EPRA Discloses Plans to Cushion Kenyans From High Fuel & Electricity Prices

Photo collage between a fuel pump and electricity tokens meter.
Photo collage between a fuel pump and electricity tokens meter.

Energy Petroleum and Regulatory Authority (EPRA) Director General Daniel Kiptoo has explained the government's plan to diversify investment in fuel and electricity to cushion Kenyans from inflation pressure.

Speaking on Wednesday, September 14, after the government hiked fuel prices in the country, Kiptoo disclosed the state is focused on shifting investment in other renewable energy sources.

Kiptoo specifically pointed out plans to leverage on geothermal energy, which Kenya is among the leading producers globally. According to the regulatory authority, Kenya's wind and solar energy potential can also be utilised to avoid over-reliance on energy importation.

He defended President William Ruto's plan to suspend the subsidy program, arguing that it was unsustainable. According to the EPRA DG, the program was launched to cushion Kenyans, especially during the pandemic. But its continued use has affected the fuel supply in the country.

File photo of EPRA Director General Daniel Kiptoo
EPRA Director General Daniel Kiptoo speaking at a conference in Nairobi in 2022.

"Subsidies are not good and are unnecessary in certain extraordinary circumstances. The thinking of setting up a stabilisation fund under the Petroleum Development Levy was to allow the government to be able to build up a fund during the times when the oil prices were low," he stated during an interview with Africa Uncensored.

Kiptoo further echoed retired President Uhuru Kenyatta's sentiments explaining that the latest fuel hike is a global phenomenon.

According to the latest review, Super Petrol increased to a record high Ksh179.30 per litre. Diesel will retail at Ksh165 while Kerosene increased by Ksh20 to Ksh147.94 in Nairobi.

Intervention Plans to Stabilise Fuel and Electricity Costs

According to EPRA Director General, the energy stakeholders are negotiating with the government to lower the taxation regime. He noted that this would help replace the subsidy program, which even the International Monetary Fund (IMF) stated was not sustainable.

Data from the National Treasury shows that taxpayers have spent Ksh144 billion, including Ksh60 billion, in the last four months alone on the subsidy program.

To also tackle high fuel prices, he noted that the government had laid out plans to reinvest in oil fields and encourage local oil production, including Turkana oil fields which have not been fully utilised.

Kiptoo further disclosed that the government plans to build infrastructure to harness wind and solar power. This will help the country diversify its sources of energy and thus reduce pressure on electricity production.

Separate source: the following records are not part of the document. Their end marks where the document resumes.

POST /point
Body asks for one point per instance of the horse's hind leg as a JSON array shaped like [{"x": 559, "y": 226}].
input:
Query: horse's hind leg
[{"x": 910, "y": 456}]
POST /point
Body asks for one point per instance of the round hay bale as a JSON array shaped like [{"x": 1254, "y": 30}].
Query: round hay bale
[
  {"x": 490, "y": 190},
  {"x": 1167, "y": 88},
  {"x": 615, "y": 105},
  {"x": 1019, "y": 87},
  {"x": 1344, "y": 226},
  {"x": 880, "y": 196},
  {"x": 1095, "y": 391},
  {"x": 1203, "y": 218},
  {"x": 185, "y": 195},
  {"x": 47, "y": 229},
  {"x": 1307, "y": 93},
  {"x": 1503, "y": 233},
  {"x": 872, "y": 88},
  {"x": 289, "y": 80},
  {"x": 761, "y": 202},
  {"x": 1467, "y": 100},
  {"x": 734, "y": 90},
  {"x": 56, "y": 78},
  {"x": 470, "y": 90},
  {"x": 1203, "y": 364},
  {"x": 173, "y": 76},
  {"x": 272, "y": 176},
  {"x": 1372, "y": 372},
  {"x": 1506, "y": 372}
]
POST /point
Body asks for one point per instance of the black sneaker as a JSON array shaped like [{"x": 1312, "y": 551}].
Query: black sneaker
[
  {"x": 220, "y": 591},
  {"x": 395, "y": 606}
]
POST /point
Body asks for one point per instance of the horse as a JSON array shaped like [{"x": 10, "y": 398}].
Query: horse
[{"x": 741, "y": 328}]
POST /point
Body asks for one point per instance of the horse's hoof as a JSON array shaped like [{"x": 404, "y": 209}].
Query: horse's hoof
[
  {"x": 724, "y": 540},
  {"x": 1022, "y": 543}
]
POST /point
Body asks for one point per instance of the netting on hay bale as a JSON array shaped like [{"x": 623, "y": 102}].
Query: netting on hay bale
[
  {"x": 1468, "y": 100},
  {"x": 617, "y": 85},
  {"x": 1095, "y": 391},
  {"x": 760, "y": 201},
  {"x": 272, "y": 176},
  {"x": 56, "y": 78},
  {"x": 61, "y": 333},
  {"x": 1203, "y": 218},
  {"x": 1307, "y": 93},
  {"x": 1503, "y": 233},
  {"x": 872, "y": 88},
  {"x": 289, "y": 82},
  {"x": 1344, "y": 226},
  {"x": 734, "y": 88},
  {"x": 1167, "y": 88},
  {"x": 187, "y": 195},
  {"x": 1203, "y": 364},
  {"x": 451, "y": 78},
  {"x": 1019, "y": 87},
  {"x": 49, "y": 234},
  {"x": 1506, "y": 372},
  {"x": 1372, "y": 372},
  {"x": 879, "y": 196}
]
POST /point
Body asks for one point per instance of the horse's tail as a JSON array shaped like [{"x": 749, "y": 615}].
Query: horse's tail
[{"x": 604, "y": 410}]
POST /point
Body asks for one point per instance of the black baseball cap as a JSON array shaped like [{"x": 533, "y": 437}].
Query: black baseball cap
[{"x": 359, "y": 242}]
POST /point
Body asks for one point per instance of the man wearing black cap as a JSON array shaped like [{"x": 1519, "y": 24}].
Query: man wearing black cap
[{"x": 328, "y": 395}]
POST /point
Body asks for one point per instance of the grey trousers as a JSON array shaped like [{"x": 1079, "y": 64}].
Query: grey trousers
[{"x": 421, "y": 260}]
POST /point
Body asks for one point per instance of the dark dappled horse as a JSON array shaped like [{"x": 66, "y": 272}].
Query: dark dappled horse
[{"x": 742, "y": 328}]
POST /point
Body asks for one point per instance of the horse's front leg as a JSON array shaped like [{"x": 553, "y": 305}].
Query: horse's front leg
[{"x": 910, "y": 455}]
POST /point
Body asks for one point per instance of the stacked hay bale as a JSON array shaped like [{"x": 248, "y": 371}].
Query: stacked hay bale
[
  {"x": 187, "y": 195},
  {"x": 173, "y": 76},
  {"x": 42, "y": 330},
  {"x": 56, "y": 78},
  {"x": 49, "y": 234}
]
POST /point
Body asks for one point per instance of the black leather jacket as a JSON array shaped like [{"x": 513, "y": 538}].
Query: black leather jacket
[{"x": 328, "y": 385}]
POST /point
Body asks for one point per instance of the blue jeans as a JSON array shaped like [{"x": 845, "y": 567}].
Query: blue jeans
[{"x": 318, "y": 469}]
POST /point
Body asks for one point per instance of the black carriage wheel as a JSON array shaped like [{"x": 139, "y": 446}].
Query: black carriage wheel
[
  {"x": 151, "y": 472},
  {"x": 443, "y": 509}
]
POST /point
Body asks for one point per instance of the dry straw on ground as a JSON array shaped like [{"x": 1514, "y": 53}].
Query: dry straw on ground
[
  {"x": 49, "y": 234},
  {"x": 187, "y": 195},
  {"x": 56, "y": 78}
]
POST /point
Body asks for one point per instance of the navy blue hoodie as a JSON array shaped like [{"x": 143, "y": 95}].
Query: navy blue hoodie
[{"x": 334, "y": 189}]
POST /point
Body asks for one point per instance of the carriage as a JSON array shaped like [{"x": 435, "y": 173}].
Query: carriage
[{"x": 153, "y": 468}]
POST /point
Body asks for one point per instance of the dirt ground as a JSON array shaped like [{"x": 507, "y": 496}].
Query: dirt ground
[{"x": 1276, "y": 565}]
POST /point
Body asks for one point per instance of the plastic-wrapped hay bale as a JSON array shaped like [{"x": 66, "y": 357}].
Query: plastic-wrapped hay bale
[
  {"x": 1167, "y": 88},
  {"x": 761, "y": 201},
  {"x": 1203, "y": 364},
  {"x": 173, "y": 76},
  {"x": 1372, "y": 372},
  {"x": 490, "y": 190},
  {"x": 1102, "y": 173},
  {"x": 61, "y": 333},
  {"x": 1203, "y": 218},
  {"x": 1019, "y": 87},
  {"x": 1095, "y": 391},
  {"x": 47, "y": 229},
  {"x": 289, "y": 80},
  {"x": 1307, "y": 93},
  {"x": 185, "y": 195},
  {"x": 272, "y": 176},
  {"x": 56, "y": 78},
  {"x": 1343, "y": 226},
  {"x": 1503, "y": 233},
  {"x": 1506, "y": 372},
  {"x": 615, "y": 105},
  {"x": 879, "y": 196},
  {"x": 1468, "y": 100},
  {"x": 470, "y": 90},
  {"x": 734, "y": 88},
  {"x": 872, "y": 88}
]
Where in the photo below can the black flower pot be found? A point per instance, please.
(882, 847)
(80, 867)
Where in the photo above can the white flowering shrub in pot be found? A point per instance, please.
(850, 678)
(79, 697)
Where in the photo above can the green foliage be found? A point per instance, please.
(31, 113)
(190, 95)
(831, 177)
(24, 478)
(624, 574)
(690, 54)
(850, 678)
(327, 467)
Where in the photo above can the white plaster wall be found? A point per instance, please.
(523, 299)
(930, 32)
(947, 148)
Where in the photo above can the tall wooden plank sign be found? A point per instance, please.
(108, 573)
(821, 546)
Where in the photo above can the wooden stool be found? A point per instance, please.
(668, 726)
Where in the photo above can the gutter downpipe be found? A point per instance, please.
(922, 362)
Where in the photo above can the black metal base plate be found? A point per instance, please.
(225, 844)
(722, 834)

He said Ruto's government was working to empower and build expertise in power generation with the help of Kenya Electricity Generating Company (KenGen).

Other than a generation, Kiptoo outlined the government's plan to step up the transmission of solar and wind energy through proper investment plans.

"The biggest challenge is that power projects takes 5-7 years to develop. We are negotiating to lower the generation cost which will then bring efficiency in transmission and distribution. The customers will then have a long term sustainable benefit over the reduction of the cost," Kiptoo remarked.

Kenya Power is also running a pilot programme on the rollout of charging stations for Electric Vehicles (EVs) in the country. The utility firm intends to install charging stations in different households to encourage the use of electric cars.

This will help address the problem of increasing fuel prices in the country. 

Ruto is also set to lay out a new plan that will replace the subsidy programme and lower the cost of living in the country.

Wind Power turbines installed at Lake Turkana
Wind Power turbines installed at Lake Turkana.